After 30 minutes or so in line, during which time we had moved perhaps 5 feet, an usher approached us and asked if we would like a shortcut since we had a baby. I was prepared to stand in line for an hour more, but this was too nice of an offer to refuse.

Another family with a small child was led with us up to the front of the line. I was wearing Francis and the diaper bag, so I had to ask Tess to pull out my rosary hair tie bucket for me. I quickly fumbled the beads into my hands as we approached the reliquaries. Padre Pio’s mantle. His handkerchief. His glove. I touched the rosaries and my medals to the glass in what felt like a holy conveyor belt. And then it was over. Tess and I hugged and parted ways, and Francis and I headed back to the car.

Just as I was wrangling Francis into his carseat and pondering the unexpectedly ordinary nature of the whole experience…I dropped the little bucket on the floor of the garage. Third class relic rosary beads clinked their way under a neighboring car. Oh my goodness. They continued their peregrinations when I got home and a curious Micah dumped them out on the floor. Transcendence? I didn’t think so.

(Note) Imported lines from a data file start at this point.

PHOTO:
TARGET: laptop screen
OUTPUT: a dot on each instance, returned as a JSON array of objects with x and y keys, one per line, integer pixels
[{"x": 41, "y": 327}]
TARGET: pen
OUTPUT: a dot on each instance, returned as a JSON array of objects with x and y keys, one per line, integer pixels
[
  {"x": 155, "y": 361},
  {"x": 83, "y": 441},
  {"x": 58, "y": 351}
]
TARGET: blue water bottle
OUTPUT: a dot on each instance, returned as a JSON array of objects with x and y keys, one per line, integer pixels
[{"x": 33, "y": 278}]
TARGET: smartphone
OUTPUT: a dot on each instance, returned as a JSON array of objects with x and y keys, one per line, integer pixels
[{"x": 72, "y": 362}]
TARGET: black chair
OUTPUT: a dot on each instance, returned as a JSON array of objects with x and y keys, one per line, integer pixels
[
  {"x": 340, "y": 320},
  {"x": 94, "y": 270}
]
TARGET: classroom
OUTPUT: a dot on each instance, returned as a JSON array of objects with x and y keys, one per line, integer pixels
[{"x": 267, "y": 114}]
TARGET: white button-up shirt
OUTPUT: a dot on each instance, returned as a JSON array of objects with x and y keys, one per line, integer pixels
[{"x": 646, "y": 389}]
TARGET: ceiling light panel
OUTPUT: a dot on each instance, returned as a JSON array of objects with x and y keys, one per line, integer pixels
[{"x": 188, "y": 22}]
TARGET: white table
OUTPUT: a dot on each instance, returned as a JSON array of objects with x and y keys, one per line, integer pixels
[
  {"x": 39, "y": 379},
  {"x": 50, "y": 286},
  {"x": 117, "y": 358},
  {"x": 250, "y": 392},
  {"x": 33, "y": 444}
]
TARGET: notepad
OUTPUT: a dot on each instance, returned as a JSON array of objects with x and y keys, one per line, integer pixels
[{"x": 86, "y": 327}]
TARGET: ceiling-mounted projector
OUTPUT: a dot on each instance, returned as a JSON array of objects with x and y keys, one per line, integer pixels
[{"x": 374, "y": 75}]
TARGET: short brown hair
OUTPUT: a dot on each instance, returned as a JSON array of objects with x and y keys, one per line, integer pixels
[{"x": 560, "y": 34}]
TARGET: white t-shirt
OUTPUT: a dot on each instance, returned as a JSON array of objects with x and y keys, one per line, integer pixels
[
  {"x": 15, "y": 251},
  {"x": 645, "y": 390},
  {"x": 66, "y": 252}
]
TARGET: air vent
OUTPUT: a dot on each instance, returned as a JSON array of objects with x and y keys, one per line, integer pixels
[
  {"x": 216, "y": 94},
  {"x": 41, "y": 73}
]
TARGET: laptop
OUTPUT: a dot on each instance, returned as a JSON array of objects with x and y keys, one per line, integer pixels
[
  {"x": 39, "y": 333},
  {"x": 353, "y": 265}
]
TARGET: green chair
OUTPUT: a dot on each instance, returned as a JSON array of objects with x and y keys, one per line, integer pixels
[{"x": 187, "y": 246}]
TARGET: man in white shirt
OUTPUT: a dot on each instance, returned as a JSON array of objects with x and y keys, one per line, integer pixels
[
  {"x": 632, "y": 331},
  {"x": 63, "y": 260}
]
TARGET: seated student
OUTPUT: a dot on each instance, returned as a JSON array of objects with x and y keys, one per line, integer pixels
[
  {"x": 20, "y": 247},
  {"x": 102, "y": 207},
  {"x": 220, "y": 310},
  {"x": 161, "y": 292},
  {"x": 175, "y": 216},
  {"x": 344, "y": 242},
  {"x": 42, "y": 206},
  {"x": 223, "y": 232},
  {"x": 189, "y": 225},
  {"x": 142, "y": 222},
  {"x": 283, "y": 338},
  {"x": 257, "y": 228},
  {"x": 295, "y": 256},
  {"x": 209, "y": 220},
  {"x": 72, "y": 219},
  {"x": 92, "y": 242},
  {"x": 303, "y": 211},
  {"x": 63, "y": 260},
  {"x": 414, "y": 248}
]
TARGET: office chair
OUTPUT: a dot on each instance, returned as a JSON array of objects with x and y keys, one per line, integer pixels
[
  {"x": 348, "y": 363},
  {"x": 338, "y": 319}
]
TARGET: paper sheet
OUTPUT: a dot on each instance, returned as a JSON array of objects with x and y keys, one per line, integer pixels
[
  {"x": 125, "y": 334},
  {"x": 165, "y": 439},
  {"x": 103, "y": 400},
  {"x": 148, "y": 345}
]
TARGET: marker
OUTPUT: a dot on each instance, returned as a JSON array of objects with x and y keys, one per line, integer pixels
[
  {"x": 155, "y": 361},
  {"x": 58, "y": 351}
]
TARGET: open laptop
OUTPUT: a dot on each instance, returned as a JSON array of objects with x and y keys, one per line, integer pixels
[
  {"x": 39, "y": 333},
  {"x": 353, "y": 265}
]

The rest of the day was a bit tough. I was sick with this cold that made my chest feel tight and constricted, I was having a flare-up of a recurring eye condition, and I was just tired from the week before. It was all of those things and the fact that parenting just asks a lot of you. By dinnertime I told Eric that I was going to try to hide in the kitchen and read a book, as soon as I delivered Micah his milk.

But something funny happened. I sat down at the table. Some force drew me there. I looked at my beautiful child and was overwhelmed by how much I love him. Instead of retreating, I read books to him and enjoyed his lively discussion of them for a good 45 minutes. And then we played cars. (That’s the natural progression of things around here.) It was amazing to be able to have such love to give when I felt so exhausted.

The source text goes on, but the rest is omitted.